Sula laughed. “Throw a drink in her face, then.”
She joined Lord Durward at the gate to her box. There she found a young Torminel female, barely an adult, with gray-and-cream fur and the unusual blue eyes of the Koridun family. She wore a short jacket in pale blue with a standing collar of lace, and elegant braided shorts.
“Lady Koridun,” said Lord Durward, “may I present Lady Sula.”
“I’m honored to meet you,”
said Lady Koridun. “I’m a very great admirer of yours.”
This was not what Sula expected, and it took a moment for her to respond. “I knew your—cousin? Lady Tari.”
She remembered the shriek that came from Lady Tari as she charged, the fangs that flashed within a finger-joint’s length of Sula’s throat . . .
“You very kindly recommended her for a decoration after she died,” Lady Koridun said. After I shot her in the face, Sula thought.
“She worked very hard through the Manado crisis,” Sula said. “She deserved the commendation.” It had to be admitted, Sula thought, that Tari Koridun had been a hard worker. Just a demented and homicidal one.
“I wonder . . .” said Lady Koridun, and then her voice drifted away, her blue eyes losing focus. Then she gathered herself and asked her question. “Is it true what War of the Naxid Rebellion said about Light Squadron Seventeen?”
Sula wanted to break out into laughter. If this was some kind of revenge plot, it was clearly the most rococo conspiracy in all history.
“I’m not sure what you’re referring to,” she said, “but for something meant to be entertainment, War of the Naxid Rebellion was quite accurate.”
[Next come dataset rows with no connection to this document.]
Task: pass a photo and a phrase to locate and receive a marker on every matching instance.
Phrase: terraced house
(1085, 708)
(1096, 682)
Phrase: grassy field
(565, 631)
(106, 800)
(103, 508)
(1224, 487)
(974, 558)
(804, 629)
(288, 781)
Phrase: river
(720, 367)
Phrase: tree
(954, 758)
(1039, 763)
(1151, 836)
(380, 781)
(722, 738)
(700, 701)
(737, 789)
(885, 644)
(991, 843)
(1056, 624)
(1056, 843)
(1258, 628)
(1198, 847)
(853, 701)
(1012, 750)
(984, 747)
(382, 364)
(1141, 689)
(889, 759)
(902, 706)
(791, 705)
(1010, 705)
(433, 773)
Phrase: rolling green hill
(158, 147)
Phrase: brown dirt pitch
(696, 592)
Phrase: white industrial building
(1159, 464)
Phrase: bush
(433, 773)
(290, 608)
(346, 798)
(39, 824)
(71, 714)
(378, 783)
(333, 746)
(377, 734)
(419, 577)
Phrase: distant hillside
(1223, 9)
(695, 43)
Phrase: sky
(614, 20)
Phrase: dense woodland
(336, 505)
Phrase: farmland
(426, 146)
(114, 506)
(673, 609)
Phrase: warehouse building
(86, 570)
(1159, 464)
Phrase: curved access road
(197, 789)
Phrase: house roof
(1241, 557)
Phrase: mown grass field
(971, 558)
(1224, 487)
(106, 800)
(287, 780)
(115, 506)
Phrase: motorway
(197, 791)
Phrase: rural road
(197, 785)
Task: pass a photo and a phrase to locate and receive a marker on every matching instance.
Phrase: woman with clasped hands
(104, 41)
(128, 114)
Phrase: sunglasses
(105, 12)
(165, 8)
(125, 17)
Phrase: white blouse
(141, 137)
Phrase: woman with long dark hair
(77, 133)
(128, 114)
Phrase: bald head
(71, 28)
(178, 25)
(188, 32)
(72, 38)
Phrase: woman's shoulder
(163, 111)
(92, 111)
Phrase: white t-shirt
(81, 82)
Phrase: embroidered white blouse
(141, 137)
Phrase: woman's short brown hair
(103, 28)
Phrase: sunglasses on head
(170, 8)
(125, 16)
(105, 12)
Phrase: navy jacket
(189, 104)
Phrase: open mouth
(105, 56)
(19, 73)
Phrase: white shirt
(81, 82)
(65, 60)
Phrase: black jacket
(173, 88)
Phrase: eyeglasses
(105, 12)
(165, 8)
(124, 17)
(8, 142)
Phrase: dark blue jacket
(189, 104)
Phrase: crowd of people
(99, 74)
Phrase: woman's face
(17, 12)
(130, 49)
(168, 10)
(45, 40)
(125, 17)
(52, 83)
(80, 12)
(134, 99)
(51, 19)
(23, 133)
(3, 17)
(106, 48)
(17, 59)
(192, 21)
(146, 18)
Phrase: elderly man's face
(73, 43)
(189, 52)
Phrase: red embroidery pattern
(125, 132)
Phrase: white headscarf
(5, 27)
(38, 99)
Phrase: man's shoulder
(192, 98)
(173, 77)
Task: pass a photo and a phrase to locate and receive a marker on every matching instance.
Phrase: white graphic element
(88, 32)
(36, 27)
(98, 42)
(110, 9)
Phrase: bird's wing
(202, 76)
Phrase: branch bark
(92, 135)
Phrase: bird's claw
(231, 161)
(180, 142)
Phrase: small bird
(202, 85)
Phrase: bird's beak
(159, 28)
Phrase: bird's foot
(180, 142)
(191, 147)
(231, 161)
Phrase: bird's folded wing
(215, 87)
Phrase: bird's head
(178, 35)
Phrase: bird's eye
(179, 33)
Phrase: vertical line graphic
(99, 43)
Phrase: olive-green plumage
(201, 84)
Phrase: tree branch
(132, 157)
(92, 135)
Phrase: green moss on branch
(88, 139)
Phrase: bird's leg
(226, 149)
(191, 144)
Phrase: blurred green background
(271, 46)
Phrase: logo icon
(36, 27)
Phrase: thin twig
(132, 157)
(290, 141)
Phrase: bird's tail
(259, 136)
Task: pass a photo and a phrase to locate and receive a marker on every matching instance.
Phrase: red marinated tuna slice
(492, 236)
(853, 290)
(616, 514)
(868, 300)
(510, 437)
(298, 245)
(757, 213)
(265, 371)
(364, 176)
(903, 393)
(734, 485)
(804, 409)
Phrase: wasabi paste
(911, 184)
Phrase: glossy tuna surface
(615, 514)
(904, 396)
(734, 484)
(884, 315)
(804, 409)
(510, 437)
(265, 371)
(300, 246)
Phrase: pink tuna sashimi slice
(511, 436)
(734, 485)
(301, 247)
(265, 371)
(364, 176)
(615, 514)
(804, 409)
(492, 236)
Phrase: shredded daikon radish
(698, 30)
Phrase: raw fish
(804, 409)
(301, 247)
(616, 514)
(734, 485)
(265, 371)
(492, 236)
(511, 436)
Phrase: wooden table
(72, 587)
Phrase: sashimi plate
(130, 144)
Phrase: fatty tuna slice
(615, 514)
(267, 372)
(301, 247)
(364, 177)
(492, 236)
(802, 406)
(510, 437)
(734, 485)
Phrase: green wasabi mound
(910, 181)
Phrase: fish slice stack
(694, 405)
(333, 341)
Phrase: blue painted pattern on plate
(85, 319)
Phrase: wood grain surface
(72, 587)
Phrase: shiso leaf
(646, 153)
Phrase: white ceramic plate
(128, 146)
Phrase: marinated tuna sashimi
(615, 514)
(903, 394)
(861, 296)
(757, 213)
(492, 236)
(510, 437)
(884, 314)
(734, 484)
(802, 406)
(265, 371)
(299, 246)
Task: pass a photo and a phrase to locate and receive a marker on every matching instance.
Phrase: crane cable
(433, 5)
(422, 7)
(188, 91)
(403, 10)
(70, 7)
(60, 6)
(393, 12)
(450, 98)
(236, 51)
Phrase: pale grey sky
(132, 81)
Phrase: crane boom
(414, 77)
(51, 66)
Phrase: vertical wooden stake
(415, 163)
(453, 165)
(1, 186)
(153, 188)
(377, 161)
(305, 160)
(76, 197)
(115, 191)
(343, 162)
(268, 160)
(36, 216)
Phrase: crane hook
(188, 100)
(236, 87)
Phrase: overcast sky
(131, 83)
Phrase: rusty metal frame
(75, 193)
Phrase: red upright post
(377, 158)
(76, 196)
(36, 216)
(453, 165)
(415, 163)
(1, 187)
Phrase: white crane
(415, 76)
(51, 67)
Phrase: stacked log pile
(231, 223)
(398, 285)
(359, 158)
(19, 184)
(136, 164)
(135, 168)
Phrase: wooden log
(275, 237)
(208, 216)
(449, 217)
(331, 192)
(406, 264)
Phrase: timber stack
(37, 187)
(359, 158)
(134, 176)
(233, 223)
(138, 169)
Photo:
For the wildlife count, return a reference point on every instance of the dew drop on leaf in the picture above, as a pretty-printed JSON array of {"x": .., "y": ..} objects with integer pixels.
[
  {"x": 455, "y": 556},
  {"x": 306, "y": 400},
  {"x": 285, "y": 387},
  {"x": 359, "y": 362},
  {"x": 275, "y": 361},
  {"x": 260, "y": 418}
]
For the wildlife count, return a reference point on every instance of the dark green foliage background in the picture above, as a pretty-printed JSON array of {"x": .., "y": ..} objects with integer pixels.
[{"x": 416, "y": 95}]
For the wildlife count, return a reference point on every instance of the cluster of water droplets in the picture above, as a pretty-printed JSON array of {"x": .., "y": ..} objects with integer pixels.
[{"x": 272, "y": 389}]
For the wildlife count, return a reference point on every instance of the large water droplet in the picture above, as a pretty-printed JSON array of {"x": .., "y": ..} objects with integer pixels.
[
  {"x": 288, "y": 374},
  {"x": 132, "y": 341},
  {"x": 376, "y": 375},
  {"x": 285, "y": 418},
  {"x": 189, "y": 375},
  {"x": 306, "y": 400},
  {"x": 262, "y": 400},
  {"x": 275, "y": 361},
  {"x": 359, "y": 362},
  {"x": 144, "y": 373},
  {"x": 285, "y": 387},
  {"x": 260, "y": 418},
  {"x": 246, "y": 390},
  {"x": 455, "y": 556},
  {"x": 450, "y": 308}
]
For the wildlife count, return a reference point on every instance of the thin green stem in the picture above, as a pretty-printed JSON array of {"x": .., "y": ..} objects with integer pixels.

Which had surprised her. She had cooperated with the project, though once she’d heard the Martinez family was involved she decided her cooperation had been a mistake, and that the purpose of the documentary had been to glorify Gareth Martinez and his kin. Which to be sure it did, but to her surprise the final product had been fair in reporting her contributions to the war, and it supplemented her own recollections with those of people who had fought alongside her, comrades like Fer Tuga, members of the Secret Army, and the Bogo Boys. The documentary had not exactly concealed the way that some of these people made their living but hadn’t sensationalized it either.